Mala bestia (Bàrbara Farré)

Con una sugerente inclinación por el fantástico, la ópera prima de Bàrbara Farré es un poderoso ‹coming of age› que presenta un relato mucho más retorcido y oscuro de lo que puede parecer en un primer vistazo. Bajo el nombre de Mala bestia (2026), la directora del cortometraje La última virgen (2017) y la serie Selftape (2023) firma una ficción dolorosa y personal que eleva su distinción por medio de una referencialidad autoconsciente, descubriéndose como una estimulante excepción al cine de género nacional —además del interés añadido de haber sido rodada íntegramente en catalán—.

En su planteamiento inicial, es posible apuntar algunas temáticas que remiten sobre ciertas tendencias reconocibles en el panorama cinéfilo de los últimos años. Por un lado, su fijación por el descubrimiento de una intimidad temprana recuerda la notable influencia de títulos como Las niñas (2020) —entre otros ejemplos recientes donde se aborda el cambio desde la normatividad del cuerpo femenino—; por el otro, en un sentido más próximo al cliché del cine de terror, la compostura temerosa frente a un internado regido por directrices autoritarias (y un misterio detrás del mismo) vinculan esta con películas como Blackwood (2018) o Paradise Hills (2019) —aunque cada una termine derivando hacia otros derroteros—. Más allá del diálogo que pueda entablar con dichos filmes, los cimientos de la misma se remontan mucho más atrás: donde tiene cabida la imagen reconocible e inquietante (a modo de homenaje) de los vestidos blancos sobre el fondo agreste de Picnic en Hanging Rock (1975) hasta los tintes de brujería adolescente de la reivindicable El bosque maldito (2006).

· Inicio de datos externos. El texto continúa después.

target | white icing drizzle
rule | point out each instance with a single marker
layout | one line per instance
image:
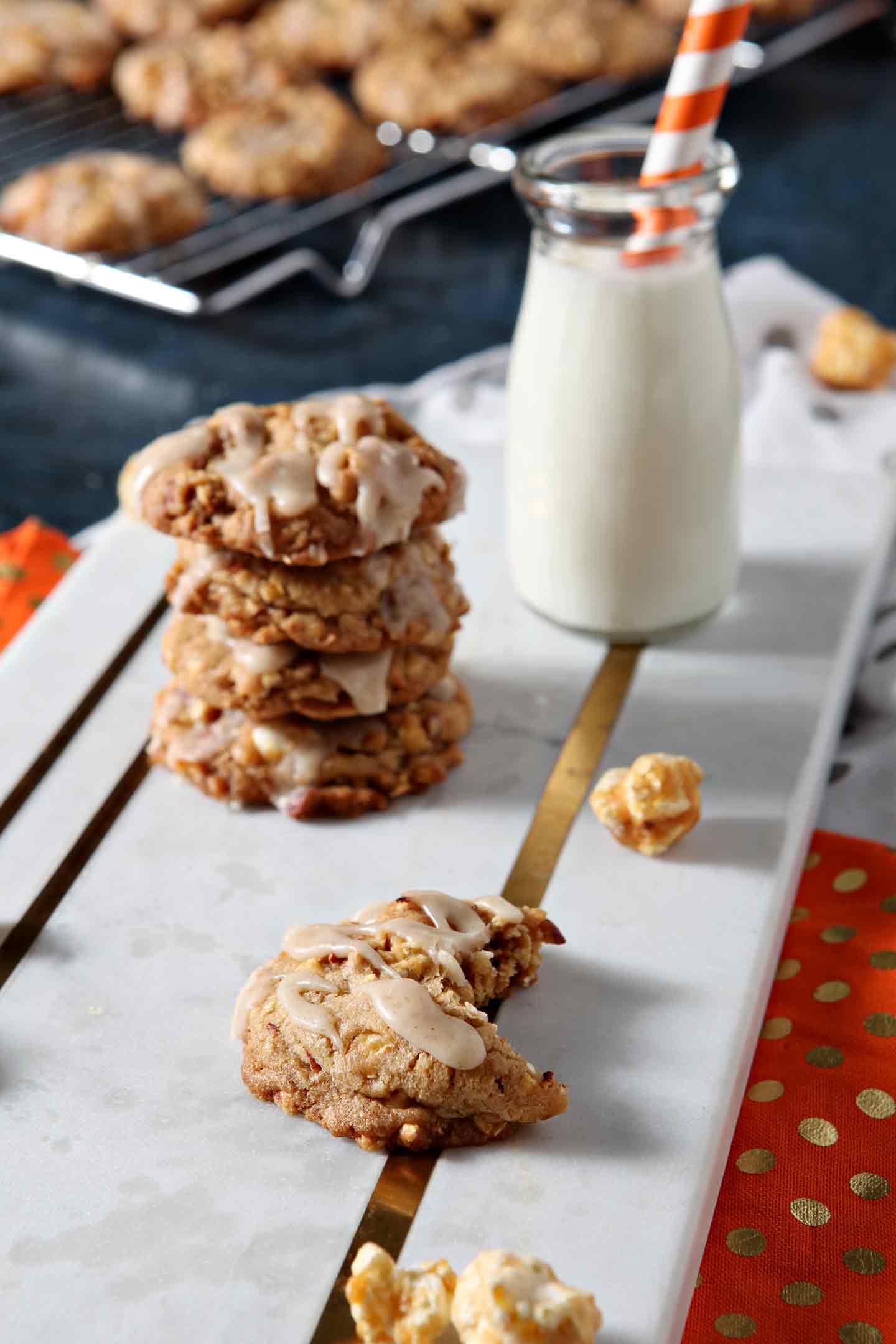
(363, 676)
(409, 1009)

A pesar de apuntar sobre dicha imaginería, su desarrollo sucede mayormente desde su intuición, pues gran parte de la película funciona a través de la sospecha de unos personajes que desconfían de las paredes que delimitan su pequeño mundo, localizado en un orfanato para niñas. En ese aspecto, una mancha de humedad en el techo y un cuarto del que dicen que ninguna persona ha regresado marcan las directrices para configurar una mística profundamente inquietante. Desde ahí, Bàrbara Farré descubre los interrogantes que rodean a su protagonista, Atenea (María Schwinning), quien busca comprender el misterio que envuelve el despertar de su sexualidad —condicionada por la influencia de las historias que cuentan sus compañeras—. Mediante el miedo y la curiosidad que le produce dicha asunción, el deseo improbable de salir de aquel lugar y encontrar una familia se funde con la desilusión de una edad donde entenderse (y hacerse entender) es un desafío todavía más complicado.

Sin verbalizar ni regodearse sobre unos tropos presumibles, Mala bestia sugiere su interés al permanecer continuamente sujeta al punto de vista de Atenea, quien desconfía de todo aquello que le rodea y desconoce, incluso cuando esta (de forma ligeramente abrupta) ya vive junto a sus nuevos padres adoptivos —interpretados por Iria del Río y Roger Casamajor—. Para ello, gran parte del film se articula mostrando espacios interiores marcados por grandes manchas de sombras, donde la soledad y el miedo que padece se acentúa en composiciones que acompañan dicha sensación. Desde esa profunda intimidad, la película empieza a sugerir cuestiones mucho más complejas y turbias —especialmente por lo que refiere la relación del afecto paterno—, mostrando la vulnerabilidad de una joven que percibe la estima de los demás desde su sospecha; algo notorio en una secuencia donde la directora, emborrachando a sus personajes, rinde homenaje a La ciénaga (2004) de Lucrecia Martel.

Sin grandes alardes que al final descubran la cara del monstruo de su incomprensión, los golpes de efectos que plantea Mala bestia funcionan con el mismo interés que sostiene la protagonista cuando imagina las historias que le explican, sean o no verdad. Por ende, su deslumbrante desenlace —tan arriesgado como alegórico—, funciona, a su vez, como un recordatorio de lo terrible que es intentar asumir lo bello y lo trágico que hay en nosotros y a nuestro alrededor.